To me, Champ is really the departure but what you’ve just been saying is what a lot of people have said which is that Champ feels closer in spirit to A Lesson In Crime and I think the reason for that is A Lesson In Crime we wrote when we were all just out of school, we were all just hanging out, no expectations, writing songs in Josh’s basement coz that was fun to do on a Friday night.

Obviously Elephant Shell was nothing like that and with Champ we kind of got back to that. We took a bunch of time off and didn’t do any shows and didn’t tour and all we did was just get together and write songs. Obviously not quite for a lark, we knew we were gonna make a record eventually, but in a much more relaxed atmosphere that was a lot closer to the atmosphere in which we wrote A Lesson In Crime.

RFB:  How did you go about recording it?

G:  We actually went to Los Angeles and recorded it with Rob Schnapf who is a brilliant producer who we’d never met in person and only spoken to on the phone. There was really no guarantee that is was going to be anything other than a disaster and fortunately it went exactly the opposite way.

Also we were in California during Canadian winter.

RFB:  Are you enjoying being able to play new material…

G:  YES!

RFB: …Or do you find it daunting?

G:  I mean it is absolutely more challenging and a little riskier but that’s exciting to do.
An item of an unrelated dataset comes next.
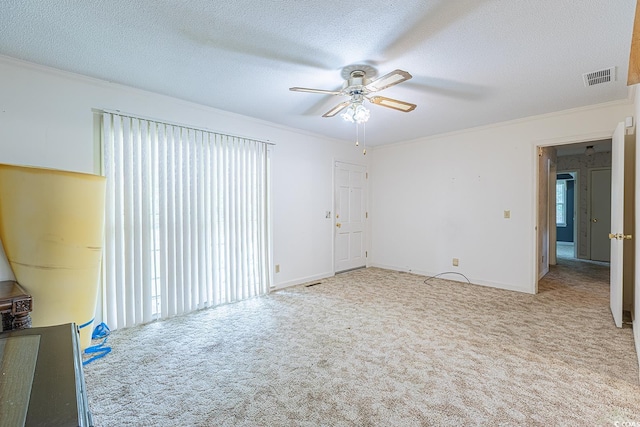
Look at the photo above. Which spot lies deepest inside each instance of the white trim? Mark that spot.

It’s not that we don’t like playing the old material but there comes a point where you’ve played the older material for two years, or even four years in the case of some of those really old songs and you could play them blindfolded with one hand tied behind your back on an instrument you’ve never played before in your life.

I really think with the new material we’ve added a lot of elements to our set that just weren’t there before. You listen to A Lesson In Crime, you listen to Elephant Shell and by in large the songs are two minutes long and really fast and really frantic and crazy. And I think that served us well. The reason a lot of people got into our band in the first place was that it was sort of this ADD, strobe lighting music. But we’re at the point now where we don’t necessarily want to play an hour of two-minute songs. It’s exhausting for the band and it’s exhausting for the audience as well. It got to the point that if we needed to play for an hour at a festival we’d be playing 23 songs which is just… that’s how many songs Radiohead plays when I go and see them for two and a half hours.

So now with the new material, some of them are a lot slower, some are a little slower, they have different vibes, it goes up and down and then we can really mould the set in a way we’ve never done before and have a dynamic to it. It makes it a lot more fun to play and I hope, and I think, it makes it a lot more exciting for audiences as well because it feels like it goes places instead of BAM! BAM! BAM! BAM! BAM!

RFB:  Yeah – I saw you at Latitude festival and I really did enjoy the set…

G;  That was one of my favourite shows we’ve ever played. Something good was happening. You get a bunch of people in a place and the vibe can be any number of things. Sometimes it can be negative and sometimes it can be ambivalent and sometimes it can be really positive and that’s when good things happen and that’s what I like about festivals, the possibility of that. And that happened at Latitude.